Influential People in the Development of Learning Theory Part III
By Robert Forto, PhD
Skinner, Keller, and Schoenfeld
B.F. Skinner (1904-1990) continued the work that Thorndike started. He was the leading advocate of a more modern version of Thorndike’s Law of Effect, which states, “The frequency of a behavior increases or decreases according to the result it [the behavior] produces.”
When Skinner was pursuing his doctorate at Harvard University he discovered that he could methodically change the behavior of lab rats by rewarding them with food. This study proceeded in the following stages:
“First, the rat was rewarded simply for facing the correct end of the cage. Next, the rat was rewarded only when it stood next to the lever. Later stages delayed the reward until the rat touched the lever with its body. Eventually the rat learned it had to press the lever to receive a pellet of food.”
Skinner’s viewpoints were unique in that he felt the proper study of behavior should be limited to “observable events” of behavior, and instead of how the subject might think. He consistently argued against making interpretations based on events that could not be observed. Skinner did not discuss intervening variables, such as hunger or thirst, when interpreting behavioral learning.
In 1938, B.F. Skinner published The Behavior of Organisms (New York: D. Appleton-Century Co.). Many consider this milestone work the leading authority on the science of operant conditioning. Today many dog trainers are using clickers for training canines; clickers are conditioned reinforcers that have been used by conditioning experts since the 1940’s. Skinner wrote about clickers, which he called “crickets”, in a paper called How to Teach Animals in 1951.
While on the faculty of the University of Minnesota, Skinner’s study of operant conditioning principles was expanded to include pigeons. He was studying a phenomenon known as extinction when it occurred to him to ask himself, are theories of learning necessary? As previously discussed Skinner felt the study of behavior should be limited to events that were observable and measurable. Skinner maintained that the science of behavior should actually deal with behavior in its relation to variables that could be systematically manipulated.
Skinner was a leading advocate of Expectancy Theory; it was his contention that learning theory was in reality nothing more that expectancy. He wrote, “When we assert that an animal acts in a given way because it expects to receive food [or any reinforcers], then what began as the task of accounting for a learned behavior becomes the task of accounting for expectancy.” Skinner is also partially credited for moving the science of operant conditioning beyond the lab, and towards a viable technology for changing behavior.
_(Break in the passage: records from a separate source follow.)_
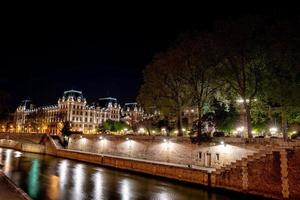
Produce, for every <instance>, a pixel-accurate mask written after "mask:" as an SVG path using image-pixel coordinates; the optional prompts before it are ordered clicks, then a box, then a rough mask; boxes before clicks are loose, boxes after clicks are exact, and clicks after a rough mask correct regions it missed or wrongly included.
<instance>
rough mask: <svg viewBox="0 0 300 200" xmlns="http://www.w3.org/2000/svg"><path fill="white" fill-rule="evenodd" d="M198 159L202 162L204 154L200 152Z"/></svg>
mask: <svg viewBox="0 0 300 200" xmlns="http://www.w3.org/2000/svg"><path fill="white" fill-rule="evenodd" d="M198 159H199V160H201V159H202V152H201V151H200V152H198Z"/></svg>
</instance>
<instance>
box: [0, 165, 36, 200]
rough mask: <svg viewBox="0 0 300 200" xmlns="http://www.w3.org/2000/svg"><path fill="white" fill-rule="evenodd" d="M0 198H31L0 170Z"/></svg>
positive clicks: (13, 198)
mask: <svg viewBox="0 0 300 200" xmlns="http://www.w3.org/2000/svg"><path fill="white" fill-rule="evenodd" d="M0 199H3V200H31V198H30V197H29V196H28V195H27V194H26V193H25V192H24V191H23V190H22V189H20V188H19V187H18V186H16V185H15V184H14V183H13V182H12V181H11V180H10V179H9V178H8V177H7V176H6V175H5V174H4V173H3V172H2V171H1V170H0Z"/></svg>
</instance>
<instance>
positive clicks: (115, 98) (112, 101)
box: [97, 97, 117, 107]
mask: <svg viewBox="0 0 300 200" xmlns="http://www.w3.org/2000/svg"><path fill="white" fill-rule="evenodd" d="M109 103H111V104H112V105H114V104H115V103H117V99H116V98H112V97H103V98H99V99H98V103H97V105H98V106H100V107H107V106H108V104H109Z"/></svg>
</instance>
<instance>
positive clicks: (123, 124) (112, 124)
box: [97, 120, 130, 132]
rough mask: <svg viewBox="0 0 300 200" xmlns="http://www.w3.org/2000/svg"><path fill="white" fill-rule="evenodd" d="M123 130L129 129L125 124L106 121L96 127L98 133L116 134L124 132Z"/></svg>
mask: <svg viewBox="0 0 300 200" xmlns="http://www.w3.org/2000/svg"><path fill="white" fill-rule="evenodd" d="M125 128H127V129H128V128H130V127H129V126H128V125H127V124H126V123H125V122H122V121H113V120H107V121H105V122H103V123H102V124H101V125H99V126H98V128H97V131H98V132H106V131H111V132H118V131H122V130H124V129H125Z"/></svg>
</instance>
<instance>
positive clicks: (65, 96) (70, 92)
mask: <svg viewBox="0 0 300 200" xmlns="http://www.w3.org/2000/svg"><path fill="white" fill-rule="evenodd" d="M64 96H65V97H69V96H72V97H76V98H77V97H83V96H82V91H78V90H67V91H64Z"/></svg>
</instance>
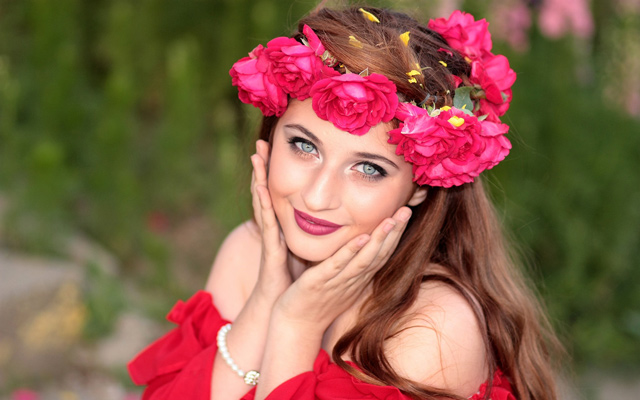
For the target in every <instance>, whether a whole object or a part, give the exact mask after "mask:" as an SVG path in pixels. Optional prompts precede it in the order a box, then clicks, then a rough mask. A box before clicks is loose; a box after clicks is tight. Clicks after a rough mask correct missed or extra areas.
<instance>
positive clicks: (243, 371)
mask: <svg viewBox="0 0 640 400" xmlns="http://www.w3.org/2000/svg"><path fill="white" fill-rule="evenodd" d="M230 330H231V324H226V325H225V326H223V327H222V328H220V330H219V331H218V338H217V342H218V351H219V352H220V355H221V356H222V359H223V360H224V362H226V363H227V365H228V366H229V367H231V369H232V370H233V372H235V373H236V374H238V376H239V377H241V378H243V379H244V383H246V384H247V385H251V386H255V385H257V384H258V378H259V377H260V372H258V371H254V370H251V371H249V372H247V373H245V372H244V370H242V369H240V367H238V364H236V362H235V361H233V358H231V355H230V354H229V349H228V348H227V333H229V331H230Z"/></svg>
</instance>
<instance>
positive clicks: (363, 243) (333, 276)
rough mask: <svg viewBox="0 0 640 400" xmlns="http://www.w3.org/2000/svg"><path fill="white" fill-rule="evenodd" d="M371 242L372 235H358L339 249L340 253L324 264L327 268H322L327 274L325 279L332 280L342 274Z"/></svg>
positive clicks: (338, 253) (330, 259)
mask: <svg viewBox="0 0 640 400" xmlns="http://www.w3.org/2000/svg"><path fill="white" fill-rule="evenodd" d="M370 241H371V235H367V234H363V235H358V236H356V237H355V238H353V239H351V240H350V241H348V242H347V244H345V245H344V246H342V247H341V248H339V249H338V251H336V252H335V253H334V254H333V255H332V256H331V257H329V258H328V259H327V260H325V262H324V263H323V264H325V265H326V268H322V270H324V271H325V272H326V274H327V275H325V276H324V278H325V279H326V280H330V279H332V278H334V277H336V276H337V275H338V274H340V272H341V271H342V270H343V269H344V268H345V267H346V266H347V265H348V264H349V263H350V262H351V261H352V260H353V258H354V257H355V256H356V255H357V254H358V252H360V251H361V250H362V248H363V247H365V246H366V245H367V243H369V242H370Z"/></svg>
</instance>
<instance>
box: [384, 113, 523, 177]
mask: <svg viewBox="0 0 640 400" xmlns="http://www.w3.org/2000/svg"><path fill="white" fill-rule="evenodd" d="M508 130H509V127H508V126H507V125H504V124H498V123H493V122H488V121H483V122H480V121H479V120H478V119H477V118H476V117H475V116H472V115H468V114H467V113H465V112H464V111H462V110H459V109H457V108H449V109H442V110H440V112H439V113H438V114H436V115H434V116H429V115H428V114H419V113H415V115H412V116H409V118H407V119H406V120H405V121H404V123H401V124H400V127H399V128H397V129H393V130H391V131H390V132H389V136H390V138H389V143H392V144H397V145H398V147H397V148H396V154H398V155H404V159H405V161H407V162H409V163H411V164H413V174H414V179H413V180H414V182H416V183H418V184H419V185H431V186H443V187H451V186H459V185H462V184H464V183H468V182H473V179H474V178H475V177H476V176H478V175H479V174H480V173H481V172H482V171H484V170H485V169H489V168H492V167H493V166H495V165H496V164H497V163H499V162H500V161H502V160H503V159H504V158H505V157H506V155H507V154H508V153H509V149H510V148H511V144H510V143H509V141H508V140H507V139H506V137H504V134H506V133H507V131H508Z"/></svg>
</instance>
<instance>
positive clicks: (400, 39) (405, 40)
mask: <svg viewBox="0 0 640 400" xmlns="http://www.w3.org/2000/svg"><path fill="white" fill-rule="evenodd" d="M410 34H411V32H409V31H406V32H405V33H403V34H402V35H400V40H402V43H404V45H405V46H409V35H410Z"/></svg>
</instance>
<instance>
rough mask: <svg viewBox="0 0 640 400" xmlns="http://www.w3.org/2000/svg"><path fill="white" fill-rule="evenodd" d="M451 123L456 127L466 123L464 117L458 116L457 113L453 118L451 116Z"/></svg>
mask: <svg viewBox="0 0 640 400" xmlns="http://www.w3.org/2000/svg"><path fill="white" fill-rule="evenodd" d="M449 123H450V124H451V125H453V126H455V127H456V128H458V127H460V126H461V125H462V124H464V118H460V117H456V116H455V115H454V116H453V117H451V118H449Z"/></svg>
Fred S. Keller (1899-1966) is well known for his work on a teaching method known as Personalized System of Instruction (PSI). Keller was a classmate, and lifelong friend of B. F. Skinner. While it is true that Skinner ultimately wound up on the faculty at Harvard, where as Keller taught at Columbia, they remained colleagues throughout their lives.
In 1947, Fred Keller teamed up with William Schoenfeld (1915-1996) at Columbia University and began to teach the first college psychology course employing Skinner’s methods. Undergraduate students taught rats to respond to stimuli in order to obtain reinforcement. Keller and Schoenfeld published the first text in the emerging field of operant conditioning in 1950 entitled Principles of Psychology.